Backpropagation¶

Wikipedia: Backpropagation: In machine learning, backpropagation is a gradient estimation method commonly used for training a neural network to compute its parameter updates. Backpropagation applies gradient descent using chain rule.

Sources:

Backpropagation and chain rule¶

We will set up a two layer network:

\[\mathbf{y} = \mathbf{W}^{(2)} \text{max}(\mathbf{W}^{(1)}\mathbf{x}, 0)\]

A fully-connected ReLU network with one hidden layer and no biases, trained to predict \(y\) from \(x\) using Euclidean error.

1. Forward pass can be decomposed as:

\[x \rightarrow \boxed{z^{(1)} = x^\top w^{(1)}} \rightarrow \boxed{h^{(1)} = \max(z^{(1)}, 0)} \rightarrow \boxed{z^{(2)}=h^{(1)\top}w^{(2)}} \rightarrow \boxed{L(z^{(2)}, y) = (z^{(2)} - y)^2}\]

With local partial derivatives of output given inputs for each the four steps:

\(z^{(1)} = x^\top w^{(1)}\)
- \(\frac{\partial z^{(1)}}{\partial w^{(1)}} = x\)
- \(\frac{\partial z^{(1)}}{\partial x} = w^{(1)}\)
\(h^{(1)} = \max(z^{(1)}, 0)\)
- \(\frac{\partial h^{(1)}}{\partial z^{(1)}} = \{^{1~\text{if}~z^{(1)}>0}_{\text{else}~0}\)
\(z^{(2)}=h^{(1)\top}w^{(2)}\)
- \(\frac{\partial z^{(2)} }{\partial w^{(2)}}=h^{(1)}\)
- \(\frac{\partial z^{(2)} }{\partial h^{(1)}}= w^{(2)}\)
\(L(z^{(2)}, y) = (z^{(2)} - y)^2\)
- \(\frac{\partial L}{\partial z^{(2)}}=2(z^{(2)}-y)\)

2. Backward pass: compute gradient of the loss given each parameters vectors applying the chain rule from the loss downstream to the parameters:

For \(w^{(2)}\):

\[\frac{\partial L}{\partial w^{(2)}} = \frac{\partial L}{\partial z^{(2)}} \frac{\partial z^{(2)}}{\partial w^{(2)}} = 2(z^{(2)}-y) h^{(1)}\]

For \(w^{(1)}\):

\[\frac{\partial L}{\partial w^{(1)}} = \frac{\partial L}{\partial z^{(2)}} \frac{\partial z^{(2)}}{\partial h^{(1)}} \frac{\partial h^{(1)}}{\partial z^{(1)}} \frac{\partial z^{(1)}}{\partial w^{(1)}} = 2(z^{(2)}-y) w^{(2)} \{^{1~\text{if}~z^{(1)}>0}_{\text{else}~0} x\]

Recap: Vector derivatives¶

Given a function \(z = x`w\) with \(z\) the output, \(x\) the input and \(w\) the coefficients.

Scalar to Scalar: \(x \in \mathbb{R}, z \in \mathbb{R}\), \(w \in \mathbb{R}\).
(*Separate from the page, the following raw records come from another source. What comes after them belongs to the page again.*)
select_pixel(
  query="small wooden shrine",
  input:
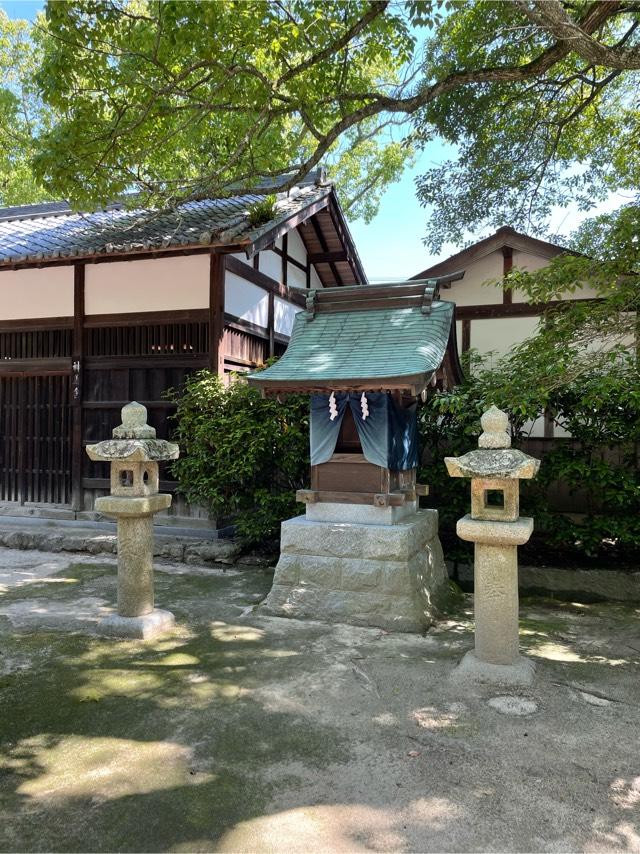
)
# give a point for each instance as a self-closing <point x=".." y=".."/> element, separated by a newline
<point x="365" y="354"/>
<point x="364" y="552"/>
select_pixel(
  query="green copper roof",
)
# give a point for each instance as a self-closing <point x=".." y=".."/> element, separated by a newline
<point x="388" y="347"/>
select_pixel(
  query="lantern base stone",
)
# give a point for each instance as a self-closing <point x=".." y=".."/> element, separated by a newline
<point x="141" y="628"/>
<point x="333" y="511"/>
<point x="389" y="576"/>
<point x="472" y="670"/>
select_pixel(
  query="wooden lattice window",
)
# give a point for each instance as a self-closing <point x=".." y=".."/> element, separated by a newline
<point x="165" y="339"/>
<point x="35" y="344"/>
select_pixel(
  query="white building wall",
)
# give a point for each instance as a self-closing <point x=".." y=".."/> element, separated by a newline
<point x="470" y="290"/>
<point x="501" y="333"/>
<point x="246" y="301"/>
<point x="33" y="293"/>
<point x="284" y="314"/>
<point x="156" y="284"/>
<point x="271" y="265"/>
<point x="296" y="247"/>
<point x="315" y="279"/>
<point x="296" y="278"/>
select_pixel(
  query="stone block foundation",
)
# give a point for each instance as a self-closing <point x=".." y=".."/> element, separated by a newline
<point x="392" y="576"/>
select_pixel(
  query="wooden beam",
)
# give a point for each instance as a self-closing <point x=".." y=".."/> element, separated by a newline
<point x="262" y="281"/>
<point x="216" y="312"/>
<point x="518" y="309"/>
<point x="269" y="237"/>
<point x="325" y="248"/>
<point x="36" y="324"/>
<point x="131" y="255"/>
<point x="77" y="359"/>
<point x="326" y="257"/>
<point x="143" y="318"/>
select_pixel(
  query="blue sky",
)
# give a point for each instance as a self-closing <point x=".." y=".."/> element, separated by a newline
<point x="391" y="245"/>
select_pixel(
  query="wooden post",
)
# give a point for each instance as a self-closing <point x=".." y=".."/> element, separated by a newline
<point x="271" y="324"/>
<point x="507" y="264"/>
<point x="216" y="312"/>
<point x="466" y="335"/>
<point x="77" y="353"/>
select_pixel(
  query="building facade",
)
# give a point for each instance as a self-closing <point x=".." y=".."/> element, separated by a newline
<point x="491" y="319"/>
<point x="102" y="308"/>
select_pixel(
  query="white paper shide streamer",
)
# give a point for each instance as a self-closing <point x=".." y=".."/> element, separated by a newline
<point x="364" y="406"/>
<point x="333" y="409"/>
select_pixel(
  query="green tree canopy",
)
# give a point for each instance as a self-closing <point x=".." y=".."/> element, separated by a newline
<point x="180" y="99"/>
<point x="22" y="114"/>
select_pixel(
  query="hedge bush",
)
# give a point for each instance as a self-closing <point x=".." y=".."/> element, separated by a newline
<point x="242" y="457"/>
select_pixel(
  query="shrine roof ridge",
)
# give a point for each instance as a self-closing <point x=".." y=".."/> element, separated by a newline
<point x="391" y="337"/>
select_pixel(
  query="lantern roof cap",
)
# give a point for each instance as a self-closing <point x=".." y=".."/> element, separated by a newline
<point x="134" y="440"/>
<point x="494" y="457"/>
<point x="133" y="450"/>
<point x="498" y="463"/>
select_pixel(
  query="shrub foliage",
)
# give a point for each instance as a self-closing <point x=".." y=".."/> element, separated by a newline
<point x="242" y="457"/>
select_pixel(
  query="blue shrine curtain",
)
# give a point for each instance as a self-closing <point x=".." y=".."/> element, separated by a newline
<point x="388" y="435"/>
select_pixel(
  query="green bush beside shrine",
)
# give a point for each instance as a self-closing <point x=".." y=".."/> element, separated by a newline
<point x="242" y="457"/>
<point x="596" y="468"/>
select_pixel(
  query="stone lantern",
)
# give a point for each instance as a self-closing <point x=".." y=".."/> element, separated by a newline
<point x="134" y="454"/>
<point x="497" y="529"/>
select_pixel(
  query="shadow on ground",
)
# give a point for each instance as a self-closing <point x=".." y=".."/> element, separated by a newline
<point x="245" y="733"/>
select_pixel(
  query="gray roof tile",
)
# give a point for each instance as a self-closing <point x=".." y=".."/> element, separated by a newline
<point x="52" y="230"/>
Regular derivative:

\[\frac{\partial z}{\partial w} = x \in \mathbb{R}\]

If \(w\) changes by a small amount, how much will \(z\) change?

Vector to Scalar: \(x \in \mathbb{R}^N, z \in \mathbb{R}\), \(w \in \mathbb{R}^N\). The derivative is the Gradient of partial derivative: \(\frac{\partial z}{\partial w} \in \mathbb{R}^N\)

\[\begin{split}\frac{\partial z}{\partial w} = \nabla_w z = \begin{bmatrix} \frac{\partial z}{\partial w_1} \\ \vdots \\ \frac{\partial z}{\partial w_i} \\ \vdots \\ \frac{\partial z}{\partial w_N} \end{bmatrix}\end{split}\]

For each element \(w_i\) of \(w\), if it changes by a small amount then how much will y change?

Vector to Vector: \(w \in \mathbb{R}^N, z \in \mathbb{R}^M\). The derivative is Jacobian of partial derivative:

TO BE COMPLETED

\(\frac{\partial z}{\partial w} \in \mathbb{R}^{N \times M}\)

Backpropagation summary¶

Backpropagation algorithm in a graph:

Forward pass, for each node compute local partial derivatives of output given inputs.
Backward pass: apply chain rule from the end to each parameters.
- Update parameter with gradient descent using the current upstream gradient and the current local gradient.
- Compute upstream gradient for the backward nodes.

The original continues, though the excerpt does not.